Non si era ancora spenta l’eco della strage compiuta in Crimea da un liceale di 18 anni solo due settimane fa che un’altro attentato è tornato a insanguinare la Federazione russa. Ieri mattina poco prima delle nove del mattino un diciassettenne di Archangelsk, città a nord di Mosca, ha depositato una bomba all’interno della locale sede del Fsb (ex Kgb). La bomba di fabbricazione rudimentale ha determinato la morte immediata del giovane terrorista e ferito tre agenti dei servizi di sicurezza, di cui uno, al momento in cui si scriviamo, lotta tra la vita e la morte.

 

 

Ma se l’attentato di Kerch che era costato la vita a 21 adolescenti era stato derubricato poche ore dopo a «omicidio massa» compiuto da uno squilibrato, per l’azione di ieri viene confermato dagli inquirenti che si tratterebbe di «terrorismo», di un’azione «con finalità politiche». Solo alcuni giorni fa la polizia russa ha arrestato decine di membri del radicalismo islamico che fuori Mosca avevano costituito una cellula pronta a colpire. Ma in questo caso non si tratterebbe dello Stato islamico e si indaga piuttosto nell’area dell’estremismo politico russo sia di destra sia di sinistra ma soprattutto negli ambienti del neofascismo ucraino interessato a infiltrarsi e realizzare azioni diversive in Russia. In una breve dichiarazione la madre dell’attentatore accusa «quelli che gli hanno fatto il lavaggio del cervello su Internet», ma non risulta ancora chiaro chi possano essere «quelli».
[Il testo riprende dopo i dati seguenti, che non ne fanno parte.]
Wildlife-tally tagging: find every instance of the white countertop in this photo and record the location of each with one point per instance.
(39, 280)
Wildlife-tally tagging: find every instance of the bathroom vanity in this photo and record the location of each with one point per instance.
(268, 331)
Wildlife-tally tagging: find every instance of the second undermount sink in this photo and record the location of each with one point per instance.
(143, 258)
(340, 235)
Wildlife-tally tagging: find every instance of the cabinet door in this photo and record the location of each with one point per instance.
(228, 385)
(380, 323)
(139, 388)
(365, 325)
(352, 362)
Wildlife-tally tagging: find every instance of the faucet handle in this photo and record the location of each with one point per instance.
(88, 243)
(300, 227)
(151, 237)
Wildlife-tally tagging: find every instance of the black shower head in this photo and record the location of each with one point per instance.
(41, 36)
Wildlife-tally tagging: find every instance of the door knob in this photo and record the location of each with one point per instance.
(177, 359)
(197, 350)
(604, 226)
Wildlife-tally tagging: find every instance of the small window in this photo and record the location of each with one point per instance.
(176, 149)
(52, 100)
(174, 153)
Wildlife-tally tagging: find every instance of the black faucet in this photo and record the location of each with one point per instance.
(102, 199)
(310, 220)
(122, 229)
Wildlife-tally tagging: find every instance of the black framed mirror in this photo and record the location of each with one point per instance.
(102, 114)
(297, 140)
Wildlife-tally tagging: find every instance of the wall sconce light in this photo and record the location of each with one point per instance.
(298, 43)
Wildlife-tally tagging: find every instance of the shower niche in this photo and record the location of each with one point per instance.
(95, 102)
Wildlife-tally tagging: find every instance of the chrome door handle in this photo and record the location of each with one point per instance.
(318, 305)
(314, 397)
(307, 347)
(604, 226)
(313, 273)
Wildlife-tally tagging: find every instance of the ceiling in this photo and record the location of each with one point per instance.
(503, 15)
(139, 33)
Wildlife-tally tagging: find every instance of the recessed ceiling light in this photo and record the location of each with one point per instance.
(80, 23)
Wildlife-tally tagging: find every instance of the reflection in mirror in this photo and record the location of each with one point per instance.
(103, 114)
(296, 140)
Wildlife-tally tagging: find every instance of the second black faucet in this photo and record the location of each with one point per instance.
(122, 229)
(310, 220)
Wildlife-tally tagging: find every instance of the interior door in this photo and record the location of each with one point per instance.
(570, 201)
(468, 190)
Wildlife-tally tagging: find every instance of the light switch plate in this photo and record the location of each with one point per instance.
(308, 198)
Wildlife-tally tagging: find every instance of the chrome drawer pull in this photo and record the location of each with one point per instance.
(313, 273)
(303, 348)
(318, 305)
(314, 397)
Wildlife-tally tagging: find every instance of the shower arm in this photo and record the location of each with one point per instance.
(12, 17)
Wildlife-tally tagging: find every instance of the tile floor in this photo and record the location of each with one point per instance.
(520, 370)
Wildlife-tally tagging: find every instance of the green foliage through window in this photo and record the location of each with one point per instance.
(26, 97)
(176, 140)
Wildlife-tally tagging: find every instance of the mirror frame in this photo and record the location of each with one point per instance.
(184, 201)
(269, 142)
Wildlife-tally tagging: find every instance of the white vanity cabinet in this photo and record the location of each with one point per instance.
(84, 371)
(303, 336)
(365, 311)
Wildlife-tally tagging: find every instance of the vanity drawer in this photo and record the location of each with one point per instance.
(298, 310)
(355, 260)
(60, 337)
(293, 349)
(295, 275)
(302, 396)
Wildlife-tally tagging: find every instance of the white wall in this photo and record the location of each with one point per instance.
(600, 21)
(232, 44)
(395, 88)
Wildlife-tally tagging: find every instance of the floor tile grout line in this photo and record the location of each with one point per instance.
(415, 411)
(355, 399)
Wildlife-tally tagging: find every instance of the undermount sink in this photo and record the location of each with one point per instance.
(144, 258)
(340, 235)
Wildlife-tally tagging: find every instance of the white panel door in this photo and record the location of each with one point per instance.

La polizia, come abbiamo già detto, segue in primo luogo la «pista ucraina». Una pista che sarebbe confermata dalle clamorose dichiarazioni del generale ucraino Vasily Bogdan, quasi una sorta di rivendicazione della paternità dell’attacco. L’attacco terroristico all’edificio del Fsb di Arkhangelsk, per il generale mostra quali dinamiche si stanno verificando in Russia. Dinamiche che secondo lui prima o poi porteranno al collasso l’intero regime di Putin.

«La politica di Putin intesa ad agire aggressivamente contro i paesi vicini, a sopprimere i diritti e le libertà democratiche nel suo paese dovevano prima o poi causare una reazione corrispondente», ha dichiarato il generale al giornale ucraino Obozrevatel. Secca la replica russa del ministero degli Esteri: «Le dichiarazioni del generale Bogdan dimostrano a che livello di degrado sia il giunto il potere di Kiev e si commentano da sole».